TORONTO  —  Older patients who suffer from both depression and lower back pain may benefit greatly in both areas by taking a high dose of the antidepressant venlafaxine.

About 50% of older adults live with chronic pain, and depression symptoms were more common in this group  than those without such pain, according to a 2006 study. In addition, the pain can lead to memory and cognition problems, depression, and greater use of health care.

The Addressing Depression and Pain Together (ADAPT) trial, led by Jordan Karp, MD, a geriatric psychiatrist and medical director for psychiatry at UPMC Pain Medicine in Pittsburgh, sought to find out whether a high-dose of venlafaxine, a serotonin norepinephrine reuptake inhibitor, at doses up to 300 mg per day would alleviate both conditions.

In addition, the researchers sought to find out if adding problem-solving therapy for depression and pain (PST-DP), which involved talk therapy and cognitive-behavioral therapy, would improve the results even more.

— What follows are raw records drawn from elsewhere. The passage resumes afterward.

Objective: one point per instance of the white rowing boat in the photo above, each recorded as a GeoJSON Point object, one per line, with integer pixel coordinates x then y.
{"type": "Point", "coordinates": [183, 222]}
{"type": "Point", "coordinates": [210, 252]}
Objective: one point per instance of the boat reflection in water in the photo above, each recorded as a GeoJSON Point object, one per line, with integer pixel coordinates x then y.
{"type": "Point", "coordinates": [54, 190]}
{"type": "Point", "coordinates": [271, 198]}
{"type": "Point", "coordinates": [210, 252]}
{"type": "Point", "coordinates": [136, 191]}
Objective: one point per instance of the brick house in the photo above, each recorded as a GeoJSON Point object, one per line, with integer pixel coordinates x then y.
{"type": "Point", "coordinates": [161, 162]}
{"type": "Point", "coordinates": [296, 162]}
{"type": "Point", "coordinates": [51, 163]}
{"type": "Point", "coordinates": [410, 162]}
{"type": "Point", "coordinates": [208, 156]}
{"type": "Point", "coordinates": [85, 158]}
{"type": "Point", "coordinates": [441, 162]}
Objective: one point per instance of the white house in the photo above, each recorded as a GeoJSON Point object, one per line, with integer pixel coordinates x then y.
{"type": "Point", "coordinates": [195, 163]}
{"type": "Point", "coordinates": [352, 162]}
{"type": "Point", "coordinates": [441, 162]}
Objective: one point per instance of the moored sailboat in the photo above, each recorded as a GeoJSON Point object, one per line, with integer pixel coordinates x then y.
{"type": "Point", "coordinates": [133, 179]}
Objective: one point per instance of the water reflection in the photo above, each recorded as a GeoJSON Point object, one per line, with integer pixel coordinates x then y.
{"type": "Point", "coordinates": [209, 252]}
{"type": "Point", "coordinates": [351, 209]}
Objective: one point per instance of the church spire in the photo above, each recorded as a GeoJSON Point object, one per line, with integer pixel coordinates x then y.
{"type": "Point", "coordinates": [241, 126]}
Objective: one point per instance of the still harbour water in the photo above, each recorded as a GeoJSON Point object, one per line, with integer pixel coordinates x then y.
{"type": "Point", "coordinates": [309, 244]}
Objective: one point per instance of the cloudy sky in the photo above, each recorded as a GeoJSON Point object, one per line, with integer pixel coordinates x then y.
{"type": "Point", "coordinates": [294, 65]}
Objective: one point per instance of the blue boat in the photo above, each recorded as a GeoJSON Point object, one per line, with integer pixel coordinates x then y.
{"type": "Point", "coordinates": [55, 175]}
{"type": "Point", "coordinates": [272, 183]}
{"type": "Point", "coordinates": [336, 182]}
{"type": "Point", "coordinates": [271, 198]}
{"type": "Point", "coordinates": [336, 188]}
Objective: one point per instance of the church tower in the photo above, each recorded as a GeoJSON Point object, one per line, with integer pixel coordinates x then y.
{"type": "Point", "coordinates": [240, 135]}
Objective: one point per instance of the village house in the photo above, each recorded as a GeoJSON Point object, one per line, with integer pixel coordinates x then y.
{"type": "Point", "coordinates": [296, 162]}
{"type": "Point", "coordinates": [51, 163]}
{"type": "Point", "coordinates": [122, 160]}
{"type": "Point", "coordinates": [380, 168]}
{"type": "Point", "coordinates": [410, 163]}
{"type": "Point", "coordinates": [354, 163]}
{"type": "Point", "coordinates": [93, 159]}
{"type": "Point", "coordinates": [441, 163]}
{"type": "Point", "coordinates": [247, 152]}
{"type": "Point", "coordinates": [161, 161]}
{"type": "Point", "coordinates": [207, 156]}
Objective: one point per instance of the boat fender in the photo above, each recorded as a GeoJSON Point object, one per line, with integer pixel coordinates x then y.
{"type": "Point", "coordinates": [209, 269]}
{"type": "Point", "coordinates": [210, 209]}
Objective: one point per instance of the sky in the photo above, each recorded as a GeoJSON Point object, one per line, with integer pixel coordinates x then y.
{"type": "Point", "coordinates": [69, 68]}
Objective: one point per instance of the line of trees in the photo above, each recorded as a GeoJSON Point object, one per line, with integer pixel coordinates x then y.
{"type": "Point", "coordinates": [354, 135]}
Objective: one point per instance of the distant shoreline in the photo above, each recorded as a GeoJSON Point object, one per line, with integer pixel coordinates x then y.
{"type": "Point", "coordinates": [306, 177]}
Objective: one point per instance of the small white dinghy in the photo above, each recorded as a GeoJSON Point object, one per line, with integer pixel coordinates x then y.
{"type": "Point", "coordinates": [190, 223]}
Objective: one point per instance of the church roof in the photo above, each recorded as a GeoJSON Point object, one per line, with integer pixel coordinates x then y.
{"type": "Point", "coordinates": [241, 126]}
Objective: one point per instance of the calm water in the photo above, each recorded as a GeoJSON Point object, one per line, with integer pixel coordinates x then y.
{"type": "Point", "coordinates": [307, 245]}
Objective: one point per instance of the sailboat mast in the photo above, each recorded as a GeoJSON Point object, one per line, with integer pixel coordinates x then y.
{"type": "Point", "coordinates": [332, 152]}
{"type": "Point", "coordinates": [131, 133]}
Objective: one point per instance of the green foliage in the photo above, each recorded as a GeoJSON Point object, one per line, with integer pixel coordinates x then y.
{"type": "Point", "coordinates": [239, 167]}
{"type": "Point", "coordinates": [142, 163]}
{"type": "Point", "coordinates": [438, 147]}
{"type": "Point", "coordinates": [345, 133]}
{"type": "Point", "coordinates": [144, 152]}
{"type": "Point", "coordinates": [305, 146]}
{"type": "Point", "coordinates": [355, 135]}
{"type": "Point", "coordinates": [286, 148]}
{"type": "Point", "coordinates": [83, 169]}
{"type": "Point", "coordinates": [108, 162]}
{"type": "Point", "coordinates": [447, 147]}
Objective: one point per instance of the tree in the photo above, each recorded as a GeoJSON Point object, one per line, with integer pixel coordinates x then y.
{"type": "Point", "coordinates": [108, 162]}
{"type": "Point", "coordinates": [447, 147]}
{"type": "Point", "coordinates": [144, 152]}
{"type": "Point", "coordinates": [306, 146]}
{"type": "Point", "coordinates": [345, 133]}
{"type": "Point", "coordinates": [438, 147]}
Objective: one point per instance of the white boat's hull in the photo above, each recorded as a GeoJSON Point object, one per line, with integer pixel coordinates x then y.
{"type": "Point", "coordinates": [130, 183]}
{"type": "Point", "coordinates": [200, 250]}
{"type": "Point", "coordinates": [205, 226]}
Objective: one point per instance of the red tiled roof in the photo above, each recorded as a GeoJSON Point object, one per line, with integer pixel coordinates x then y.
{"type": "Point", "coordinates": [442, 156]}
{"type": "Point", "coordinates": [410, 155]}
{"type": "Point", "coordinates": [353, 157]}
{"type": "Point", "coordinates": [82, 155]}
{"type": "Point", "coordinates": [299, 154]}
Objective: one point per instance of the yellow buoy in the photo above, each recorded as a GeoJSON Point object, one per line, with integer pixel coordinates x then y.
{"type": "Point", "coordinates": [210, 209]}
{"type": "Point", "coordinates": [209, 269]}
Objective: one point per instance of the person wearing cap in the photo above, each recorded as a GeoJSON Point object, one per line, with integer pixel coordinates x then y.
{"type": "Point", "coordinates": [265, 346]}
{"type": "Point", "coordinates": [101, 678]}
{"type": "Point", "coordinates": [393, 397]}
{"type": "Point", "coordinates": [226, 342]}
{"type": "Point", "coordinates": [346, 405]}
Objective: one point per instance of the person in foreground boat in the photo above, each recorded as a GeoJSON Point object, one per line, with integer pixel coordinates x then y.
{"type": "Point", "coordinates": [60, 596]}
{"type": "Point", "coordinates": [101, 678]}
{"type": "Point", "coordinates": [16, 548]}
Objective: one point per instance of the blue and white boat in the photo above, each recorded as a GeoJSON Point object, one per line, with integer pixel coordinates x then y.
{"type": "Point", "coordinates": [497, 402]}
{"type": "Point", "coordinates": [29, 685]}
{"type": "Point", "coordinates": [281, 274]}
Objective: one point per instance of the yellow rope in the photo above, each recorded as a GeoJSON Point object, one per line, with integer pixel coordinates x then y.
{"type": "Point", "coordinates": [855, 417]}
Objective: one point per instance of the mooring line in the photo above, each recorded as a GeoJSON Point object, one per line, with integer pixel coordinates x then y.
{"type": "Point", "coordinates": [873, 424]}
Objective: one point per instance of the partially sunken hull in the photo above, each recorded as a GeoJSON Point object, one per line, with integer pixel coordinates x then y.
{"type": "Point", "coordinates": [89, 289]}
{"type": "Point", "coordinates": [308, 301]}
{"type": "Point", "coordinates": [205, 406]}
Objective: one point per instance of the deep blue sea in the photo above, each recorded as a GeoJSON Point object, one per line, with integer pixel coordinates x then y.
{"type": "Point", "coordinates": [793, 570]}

“We need to treat these as linked conditions,” Karp said during a presentation on the study at the American Psychiatric Association Annual Meeting. “Late-life treatment-resistant depression is the rule, not the exception, when treating older adults.”

He added that in the U.S. And Canada, between 25% and 50% of older adults (those older than 60) who live in community settings reported chronic pain, while between 49% and 83% of nursing home residents do.

In the study, 227 older patients with both depression and chronic pain started the trial. Karp said venlafaxine was chosen as “reuptake inhibition of norepinephrine may lead to further anti-depressant effects as well as enhanced analgesia.”

In the first part of the trial, all patients were given 150mg/day of venlafaxine for six weeks. Those who responded well were excluded from the second part. In that phase, all patients received up to 300mg/day (median dose 244mg). But one cohort of the group also received PST-DP. Those sessions lasted 30-45 minutes and people received an average of eight or nine total.

Data showed that while depression and pain decreased significantly (a 40% bivariate response) in both groups, “we didn't obtain any additional benefit of [PST-DP] in terms of improved response.”

Karp said that he plans on following up with the patients for 12 months to see if they relapse or not.

Reference

Karp J. Addressing Depression and Pain Together: The “ADAPT” Clinical Trial for Older Adults With Depression and Chronic Low Back Pain. Presented at: APA 2015. May 16-20, 2015; Toronto, Canada.